NBC5 co-anchor Brian Curtis touts a homemade, industrial-sized margarita machine before reporter Omar Villafranca takes a sip and deems it "pretty good" as part of a heavily promoted dispatch.

In other non-Cowboys action, NBC5 used a good deal of its prime-time promotional window to tout a story on a margarita machine getting a "MacGyver-style makeover."

"All you need is a garbage disposal -- and an open mind," co-anchor Brian Curtis told viewers before throwing it to reporter Omar Villafranca.
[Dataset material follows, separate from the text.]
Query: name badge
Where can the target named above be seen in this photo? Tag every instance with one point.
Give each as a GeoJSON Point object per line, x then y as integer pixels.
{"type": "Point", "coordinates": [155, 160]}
He didn't need to cross state lines for a story on a guy who put together a party-sized machine by hooking a five-gallon cooler to a garbage disposal before attaching an over-sized spigot. Villafranca sipped the finished product and pronounced it "pretty good."

In news with more nutritive value, CBS11's Tracy Kornet reported on a new cell phone app, SecuraTrac, that allows parents to keep tabs on their little kids' whereabouts. The station also had a little heart-thumper, by Arezow Doost, on an unemployed, disabled man who saved his cancer-ridden bulldog by getting a free chemotherapy treatment from the privately bankrolled Magic Bullet Fund.

Curing what ails the Cowboys won't be nearly so easy -- in Hansen's mind at least. He views Jones as the team's, bull-headed incurable cancer.

"I've said it to his face, and I'm saying it again," Hansen said before noting in no uncertain terms that no other NFL team would ever hire Jones as general manager.

"The Cowboys really are America's team," he added. "They're just like America, broken and divided and arguing about the future, doing the same thing over and over and expecting different results."

For good measure, he then lobbed a smaller grenade at the Mavericks' defenseless Dirk Nowitzki, who hit a decisive jump shot to beat the Boston Celtics in Dallas Monday night.

"And Dirk Nowitzki gets the game-winner despite a really bad haircut," Hansen said of his newly shaved head.

And Hansen still has a lotta guts in addition to his really big gut. So there.